Farmers in my area get basically a free pass for everything. They can haul 15+ foot wide equipment down the roads without any signage or pilot vehicle. No warnings that they are coming at you with a load that covers the whole road when the sun is low enough to the point were you can see that peice of equipment sticking out WAY into your lane. Not to mention the 16 year old behind the wheel of that setup.
Or how about that employee in that potato truck that did not realize that it could excellerate like his car or pickup and decided to pull out and cross a 4 lane highway only to get hit by a tanker. This exact thing happened at the intersection of ND highway 18 and ND highway 2 near Larimore ND last year. Or how about that guy in a sugar beet truck that did not know he could not get over the track fast enough in his loaded truck and gets hit by a train. Happened out near East Grand Forks Minnesota last year.
Or how about that farm employee that has been working harvest for 16 hours and is behind the wheel of a tractor trailer and he starts to go into micro naps and crosses the centerline and hits a family. Just remmeber that could be your family. Or that farm truck that slams into the back of a minivan full of kids, beacuase the driver did not have the training to check his brakes for proper adjustment etc
Sure there are some farmers that keep their equipment in proper working order and have some knowledge of how their equipment works. But for that 1 farmer there are 20 or more that actually don't have a clue and don't care because there is no regulations against them.

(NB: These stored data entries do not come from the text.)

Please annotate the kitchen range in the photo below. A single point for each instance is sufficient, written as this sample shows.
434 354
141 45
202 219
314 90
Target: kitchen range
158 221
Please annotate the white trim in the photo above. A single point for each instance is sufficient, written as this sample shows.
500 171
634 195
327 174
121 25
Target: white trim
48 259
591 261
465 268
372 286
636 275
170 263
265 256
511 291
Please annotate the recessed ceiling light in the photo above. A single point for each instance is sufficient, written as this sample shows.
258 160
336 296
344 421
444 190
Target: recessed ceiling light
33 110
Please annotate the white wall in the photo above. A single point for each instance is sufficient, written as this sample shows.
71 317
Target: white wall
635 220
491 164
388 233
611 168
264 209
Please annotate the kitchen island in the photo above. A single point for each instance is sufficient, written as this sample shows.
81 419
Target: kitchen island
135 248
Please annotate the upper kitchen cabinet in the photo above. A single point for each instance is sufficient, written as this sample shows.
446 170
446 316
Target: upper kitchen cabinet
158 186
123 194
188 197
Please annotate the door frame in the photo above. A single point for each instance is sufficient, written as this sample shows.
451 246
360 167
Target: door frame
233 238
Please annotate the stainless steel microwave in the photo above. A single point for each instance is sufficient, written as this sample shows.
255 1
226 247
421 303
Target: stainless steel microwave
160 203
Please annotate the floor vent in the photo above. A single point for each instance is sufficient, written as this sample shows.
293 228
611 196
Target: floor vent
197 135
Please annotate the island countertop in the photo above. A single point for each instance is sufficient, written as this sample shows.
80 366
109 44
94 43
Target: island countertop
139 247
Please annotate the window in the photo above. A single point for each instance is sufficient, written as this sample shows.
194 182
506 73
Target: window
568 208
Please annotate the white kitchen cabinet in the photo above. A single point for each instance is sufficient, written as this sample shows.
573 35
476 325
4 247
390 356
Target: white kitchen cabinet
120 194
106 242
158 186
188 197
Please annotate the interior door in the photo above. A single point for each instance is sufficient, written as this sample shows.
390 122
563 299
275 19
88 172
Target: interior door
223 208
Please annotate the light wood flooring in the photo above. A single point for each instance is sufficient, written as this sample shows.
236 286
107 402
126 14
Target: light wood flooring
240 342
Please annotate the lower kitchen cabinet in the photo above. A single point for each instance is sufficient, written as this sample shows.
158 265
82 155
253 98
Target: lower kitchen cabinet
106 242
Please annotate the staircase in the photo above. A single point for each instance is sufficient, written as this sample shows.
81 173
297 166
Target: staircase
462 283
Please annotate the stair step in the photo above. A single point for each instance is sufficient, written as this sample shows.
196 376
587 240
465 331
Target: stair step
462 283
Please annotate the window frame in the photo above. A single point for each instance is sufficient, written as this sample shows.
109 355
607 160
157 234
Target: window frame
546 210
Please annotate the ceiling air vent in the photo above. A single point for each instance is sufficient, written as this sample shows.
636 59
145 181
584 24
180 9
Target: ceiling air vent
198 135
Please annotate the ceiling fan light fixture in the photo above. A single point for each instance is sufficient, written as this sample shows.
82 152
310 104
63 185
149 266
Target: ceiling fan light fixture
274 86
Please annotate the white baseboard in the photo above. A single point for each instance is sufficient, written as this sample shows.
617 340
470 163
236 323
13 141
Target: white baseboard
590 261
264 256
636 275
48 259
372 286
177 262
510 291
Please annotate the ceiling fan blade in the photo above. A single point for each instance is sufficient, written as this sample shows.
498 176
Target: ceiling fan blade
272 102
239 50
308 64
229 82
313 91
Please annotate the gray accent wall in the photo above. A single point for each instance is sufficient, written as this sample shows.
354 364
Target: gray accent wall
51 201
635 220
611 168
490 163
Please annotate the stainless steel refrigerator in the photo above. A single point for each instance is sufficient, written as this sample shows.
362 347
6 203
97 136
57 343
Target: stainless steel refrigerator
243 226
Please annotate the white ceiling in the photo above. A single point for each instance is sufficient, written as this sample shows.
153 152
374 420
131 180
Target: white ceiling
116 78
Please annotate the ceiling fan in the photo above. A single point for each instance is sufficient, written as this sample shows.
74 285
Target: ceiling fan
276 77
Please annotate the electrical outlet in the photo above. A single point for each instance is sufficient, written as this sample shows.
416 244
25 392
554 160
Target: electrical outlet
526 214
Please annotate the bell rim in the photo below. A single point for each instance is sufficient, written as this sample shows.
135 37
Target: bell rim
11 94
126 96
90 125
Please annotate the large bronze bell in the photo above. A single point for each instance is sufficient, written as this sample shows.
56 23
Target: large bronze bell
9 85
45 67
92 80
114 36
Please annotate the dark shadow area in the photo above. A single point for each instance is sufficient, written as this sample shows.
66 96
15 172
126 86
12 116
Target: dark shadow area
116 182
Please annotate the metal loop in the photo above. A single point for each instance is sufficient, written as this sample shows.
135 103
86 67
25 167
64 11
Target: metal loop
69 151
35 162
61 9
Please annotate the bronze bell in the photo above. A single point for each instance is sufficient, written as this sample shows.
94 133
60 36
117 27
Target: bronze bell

When it comes to harvest, the majority of the farmers could careless about anything other then if you can turn the steering wheel and shift the truck. Hell some don't care if you can properly shift the truck and you are tearing up the trans. Just aslong as you can move their product. I know this for a fact because I have worked for some of them. Hell there was a guy that was pissed because there was something wrong with the truck. he coudl not get any speed going down the highway. He had no clue what the lever on the lever on the shifter was for. He was amazed when I told him what it was for and how to use it. He was going down the highway with his foot on the floor going about 30 ish in low range. Good thing the truck had a rev limiter on it. -
And yet somehow harvest gets done every year. I'm not saying that there aren't problems out there. I just think that bringing everyone up to the standard of a commercial hauler will have a negative impact on the people trying to make their living in commercial trucking. If you could wave a magic wand and make trucking completely safe, how much do you think it would pay? A job needs to have some level of difficulty and danger to make it pay a decent wage. If 19 out of 20 trucks coming off a farm are in such a state of disrepair or run by inadequate drivers, why aren't there farm trucks piled up along the highways like road killed deer? Most of these trucks are obviously making it to and from without incident. I wonder if people working for fmcsa make more than the people out here driving the trucks.